Opinion
92294
Decided and Entered: January 23, 2003.
Appeal from a decision of the Unemployment Insurance Appeal Board, filed September 26, 2001, which ruled that claimant was disqualified from receiving unemployment insurance benefits because his employment was terminated due to misconduct.
Richard Mercurio, Webster, appellant pro se.
Eliot Spitzer, Attorney General, New York City (Linda D. Joseph of counsel), for respondent.
Before: Cardona, P.J., Mercure, Rose, Lahtinen and Kane, JJ.
MEMORANDUM AND ORDER
Claimant was employed for approximately 15 months as the general marketing and sales manager of a television station in the City of Rochester, Monroe County. During this employment, he was admonished to alter his rude and disrespectful conduct toward his coworkers and clients. After it came to light that claimant had repeatedly aired certain commercial advertisements for his personal businesses without the approval of the station owners, he was directed to take the advertising off the air. His belligerent and insubordinate reaction to this direction resulted in his discharge.
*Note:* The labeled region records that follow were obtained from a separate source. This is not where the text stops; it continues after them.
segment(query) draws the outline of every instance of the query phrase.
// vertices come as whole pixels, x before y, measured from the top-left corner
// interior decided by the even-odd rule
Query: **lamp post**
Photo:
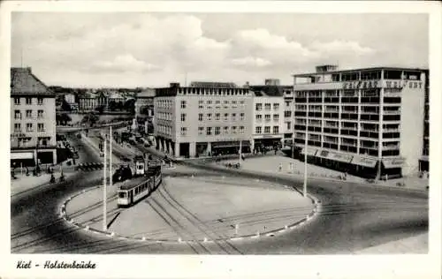
[[[103,230],[108,230],[107,225],[107,189],[106,189],[106,139],[104,139],[104,162],[103,168]]]
[[[309,100],[308,96],[306,96],[306,122],[305,122],[305,144],[304,144],[304,186],[302,188],[302,195],[307,196],[307,152],[309,146]]]

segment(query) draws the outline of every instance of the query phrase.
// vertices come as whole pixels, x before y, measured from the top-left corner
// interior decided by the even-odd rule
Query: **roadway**
[[[70,138],[70,140],[77,140]],[[141,145],[136,147],[141,152],[149,151]],[[88,154],[85,156],[90,156],[84,160],[100,160],[96,152],[88,150],[88,147],[83,146],[80,150]],[[296,177],[281,178],[258,171],[240,173],[208,164],[183,164],[186,166],[167,172],[171,176],[234,175],[301,185]],[[274,238],[203,244],[111,239],[72,229],[57,215],[60,202],[82,189],[101,184],[101,171],[76,175],[64,183],[50,185],[13,199],[11,253],[335,254],[352,253],[428,231],[426,192],[312,179],[309,192],[321,200],[322,212],[305,226]],[[259,205],[256,207],[259,208]],[[167,214],[169,209],[163,205],[162,210]]]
Substantial evidence in the record supports the decision of the Unemployment Insurance Appeal Board finding that claimant lost his employment under disqualifying circumstances. An employee who engages in argumentative and disruptive conduct in the workplace may be found guilty of disqualifying misconduct, especially in cases such as the instant matter, where claimant was repeatedly warned to refrain from such conduct (see Matter of Puente [Commissioner of Labor], 270 A.D.2d 555, lv dismissed 95 N.Y.2d 896; Matter of Crumel [Commissioner of Labor], 258 A.D.2d 803). To the extent that claimant's version of the events leading to his discharge conflicts with that given by the employer, this disparity presented an issue of credibility that lay within the province of the Board to resolve (see Matter of Schembri [Commissioner of Labor], 252 A.D.2d 717). Claimant's remaining contentions have been reviewed and found to lack merit.
Cardona, P.J., Mercure, Rose, Lahtinen and Kane, JJ., concur.
ORDERED that the decision is affirmed, without costs.